When a million virtual haggling sessions concluded in February 2025, the unexpected victor was a gentle, empathetic tone. The MIT AI Negotiation Competition, hosted online by MIT Sloan School of Management, pitted more than 180,000 simulated deals against one another, drawing participants from over 40 countries.

The tournament’s design tested how different prompt strategies shape large‑language‑model (LLM) agents in bargaining scenarios. Teams first tuned their agents in a sandbox, negotiating the sale of a used lamp. Once satisfied, they entered a round‑robin tournament where each agent faced three distinct contexts: a buyer and seller negotiating a chair, a landlord and tenant discussing a rental contract, and a recruiter and job candidate setting employment terms. Judges scored each agent on joint value creation, value claimed, the impression it left on its counterpart, and negotiation efficiency.
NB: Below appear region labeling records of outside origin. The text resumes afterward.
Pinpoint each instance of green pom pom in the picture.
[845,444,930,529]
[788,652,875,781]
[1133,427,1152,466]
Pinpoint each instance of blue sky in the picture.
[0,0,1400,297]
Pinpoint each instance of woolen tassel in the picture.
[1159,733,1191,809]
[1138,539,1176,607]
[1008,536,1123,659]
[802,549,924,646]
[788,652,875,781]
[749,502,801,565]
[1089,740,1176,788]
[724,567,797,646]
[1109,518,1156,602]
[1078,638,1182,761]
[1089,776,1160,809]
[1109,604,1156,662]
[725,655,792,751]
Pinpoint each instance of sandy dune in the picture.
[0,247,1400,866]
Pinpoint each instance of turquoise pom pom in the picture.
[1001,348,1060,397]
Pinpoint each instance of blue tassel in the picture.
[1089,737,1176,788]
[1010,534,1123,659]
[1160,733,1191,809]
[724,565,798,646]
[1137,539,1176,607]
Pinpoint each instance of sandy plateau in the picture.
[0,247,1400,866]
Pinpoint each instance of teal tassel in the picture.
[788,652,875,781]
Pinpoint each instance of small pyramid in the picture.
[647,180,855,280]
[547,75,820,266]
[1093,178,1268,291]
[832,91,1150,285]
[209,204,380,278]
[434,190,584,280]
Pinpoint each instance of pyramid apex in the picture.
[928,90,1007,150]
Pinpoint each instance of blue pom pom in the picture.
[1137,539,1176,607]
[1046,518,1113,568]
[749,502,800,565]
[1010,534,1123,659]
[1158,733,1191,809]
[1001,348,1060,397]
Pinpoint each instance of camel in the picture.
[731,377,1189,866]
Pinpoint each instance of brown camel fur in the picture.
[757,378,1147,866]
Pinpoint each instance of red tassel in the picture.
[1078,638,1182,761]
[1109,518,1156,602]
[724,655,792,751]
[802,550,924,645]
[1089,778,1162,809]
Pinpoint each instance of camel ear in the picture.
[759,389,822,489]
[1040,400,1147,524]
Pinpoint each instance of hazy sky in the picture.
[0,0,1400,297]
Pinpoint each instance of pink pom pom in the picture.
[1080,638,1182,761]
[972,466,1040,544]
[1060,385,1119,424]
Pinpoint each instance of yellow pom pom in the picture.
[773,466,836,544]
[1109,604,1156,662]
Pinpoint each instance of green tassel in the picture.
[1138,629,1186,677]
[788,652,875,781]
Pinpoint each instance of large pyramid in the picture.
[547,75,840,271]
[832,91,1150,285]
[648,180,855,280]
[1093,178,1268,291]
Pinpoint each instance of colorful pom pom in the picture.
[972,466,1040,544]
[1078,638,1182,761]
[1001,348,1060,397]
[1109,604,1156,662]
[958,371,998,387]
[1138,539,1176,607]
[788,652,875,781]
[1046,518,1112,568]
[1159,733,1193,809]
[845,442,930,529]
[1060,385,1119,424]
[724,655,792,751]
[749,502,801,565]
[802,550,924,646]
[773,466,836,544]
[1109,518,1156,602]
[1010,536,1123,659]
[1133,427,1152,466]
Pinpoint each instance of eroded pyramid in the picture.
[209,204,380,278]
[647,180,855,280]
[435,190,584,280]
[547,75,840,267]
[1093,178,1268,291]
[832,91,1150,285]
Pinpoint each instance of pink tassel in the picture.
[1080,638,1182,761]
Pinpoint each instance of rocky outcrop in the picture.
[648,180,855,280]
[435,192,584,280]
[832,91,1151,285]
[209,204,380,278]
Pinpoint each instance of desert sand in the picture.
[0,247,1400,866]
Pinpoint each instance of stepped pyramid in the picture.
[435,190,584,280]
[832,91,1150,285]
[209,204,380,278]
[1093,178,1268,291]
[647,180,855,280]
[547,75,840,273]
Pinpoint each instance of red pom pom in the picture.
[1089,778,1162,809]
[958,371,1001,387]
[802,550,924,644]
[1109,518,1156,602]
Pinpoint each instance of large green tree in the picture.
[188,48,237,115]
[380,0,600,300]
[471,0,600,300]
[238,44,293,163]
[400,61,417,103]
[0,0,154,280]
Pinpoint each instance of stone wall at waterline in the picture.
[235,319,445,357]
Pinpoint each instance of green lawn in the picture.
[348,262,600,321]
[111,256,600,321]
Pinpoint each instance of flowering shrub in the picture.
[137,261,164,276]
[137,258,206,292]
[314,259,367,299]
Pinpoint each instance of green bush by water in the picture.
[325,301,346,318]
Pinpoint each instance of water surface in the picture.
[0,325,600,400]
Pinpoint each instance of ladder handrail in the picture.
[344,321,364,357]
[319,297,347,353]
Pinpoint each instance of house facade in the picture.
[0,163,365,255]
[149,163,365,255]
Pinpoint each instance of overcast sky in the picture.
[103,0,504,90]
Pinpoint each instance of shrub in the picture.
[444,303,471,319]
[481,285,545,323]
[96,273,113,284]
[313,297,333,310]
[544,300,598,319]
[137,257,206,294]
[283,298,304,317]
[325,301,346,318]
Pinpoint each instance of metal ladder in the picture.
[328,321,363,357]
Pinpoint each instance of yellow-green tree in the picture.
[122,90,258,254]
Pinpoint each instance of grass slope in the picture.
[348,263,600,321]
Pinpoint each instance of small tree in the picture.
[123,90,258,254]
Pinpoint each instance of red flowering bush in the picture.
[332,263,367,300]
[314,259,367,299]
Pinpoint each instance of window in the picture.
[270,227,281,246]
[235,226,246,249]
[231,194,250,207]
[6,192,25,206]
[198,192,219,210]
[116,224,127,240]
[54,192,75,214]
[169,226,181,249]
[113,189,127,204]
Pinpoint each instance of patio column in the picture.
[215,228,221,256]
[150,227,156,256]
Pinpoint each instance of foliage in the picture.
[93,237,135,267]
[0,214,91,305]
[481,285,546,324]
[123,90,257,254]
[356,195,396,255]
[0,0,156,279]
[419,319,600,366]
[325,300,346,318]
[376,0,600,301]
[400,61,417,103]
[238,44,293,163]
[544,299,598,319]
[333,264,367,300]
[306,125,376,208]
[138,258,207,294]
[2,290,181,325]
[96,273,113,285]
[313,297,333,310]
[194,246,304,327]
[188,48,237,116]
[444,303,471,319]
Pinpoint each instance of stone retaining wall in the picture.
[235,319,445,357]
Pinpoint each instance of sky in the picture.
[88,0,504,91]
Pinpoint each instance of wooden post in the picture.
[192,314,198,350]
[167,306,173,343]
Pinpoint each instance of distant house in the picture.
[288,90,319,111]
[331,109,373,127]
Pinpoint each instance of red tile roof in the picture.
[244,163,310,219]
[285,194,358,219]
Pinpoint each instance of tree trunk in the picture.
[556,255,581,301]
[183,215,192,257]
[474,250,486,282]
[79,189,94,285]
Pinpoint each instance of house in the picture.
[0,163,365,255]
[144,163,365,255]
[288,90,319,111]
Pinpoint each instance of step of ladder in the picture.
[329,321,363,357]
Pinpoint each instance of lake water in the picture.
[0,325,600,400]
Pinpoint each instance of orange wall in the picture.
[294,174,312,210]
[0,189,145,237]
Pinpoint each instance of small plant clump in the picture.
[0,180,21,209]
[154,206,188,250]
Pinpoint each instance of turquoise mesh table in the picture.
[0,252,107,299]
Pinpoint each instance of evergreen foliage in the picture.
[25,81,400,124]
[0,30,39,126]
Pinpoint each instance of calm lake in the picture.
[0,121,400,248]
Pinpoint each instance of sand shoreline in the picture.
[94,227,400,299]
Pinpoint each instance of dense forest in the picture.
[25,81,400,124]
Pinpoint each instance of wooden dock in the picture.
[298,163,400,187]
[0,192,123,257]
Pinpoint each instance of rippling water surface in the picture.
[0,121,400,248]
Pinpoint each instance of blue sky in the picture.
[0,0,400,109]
Lead author Michelle Vaccaro, a PhD candidate at MIT’s Institute for Data, Systems, and Society, and professor Jared Curhan of MIT Sloan, reported that agents prompted to be warm and empathetic consistently outperformed those that adopted a ruthless stance. “Being nice to a machine was not just window dressing,” Curhan said. “Warmth helped agents keep their counterparts engaged, increasing the likelihood of reaching a deal.” In contrast, cold or ruthless agents sometimes secured favorable terms when a deal closed, but they were also more prone to stall negotiations.

The study uncovered AI‑specific tactics that diverge from human practice. The top‑performing agent relied on chain‑of‑thought reasoning, systematically working through goals, trade‑offs, and counterpart priorities before making offers—a disciplined preparation method that repeated itself across thousands of negotiations. Another agent excelled at claiming value by employing prompt injection, coaxing its counterpart into revealing private information. Because LLMs are designed to follow instructions, such tactics can be effective against machines but would likely be rejected by human counterparts.

These findings suggest that while human negotiation principles still apply, AI agents also exhibit unique strengths and vulnerabilities. Curhan noted that “AI negotiators are not just digital versions of human negotiators. They can do some things humans cannot do, and they can be exploited in ways humans cannot be exploited.” The research therefore calls for a new theory of AI negotiation that blends behavioral science with the technical realities of LLMs.

The competition was sponsored by iDecisionGames, which supplied the technical platform, and OpenAI, which provided model access. Institutional support came from MIT’s Initiative on the Digital Economy, MIT Sloan Executive Education, the MIT Sloan Office of Teaching and Learning, and Harvard Law School’s Program on Negotiation.

For companies deploying AI agents in business negotiations, the results carry practical weight. Warm, collaborative prompts may improve deal outcomes, while aggressive or exploitative strategies could backfire. The study also underscores the need for safeguards against prompt injection and other AI‑specific vulnerabilities.

As AI agents become more common in enterprise settings, the MIT competition’s insights will inform how organizations design, test, and deploy negotiation bots. Future research will likely explore how power imbalances and domain complexity affect the relative value of warmth versus assertiveness in machine bargaining.

The paper, published in the Proceedings of the National Academy of Sciences, provides a detailed dataset and analysis that will serve as a benchmark for subsequent AI negotiation research and development.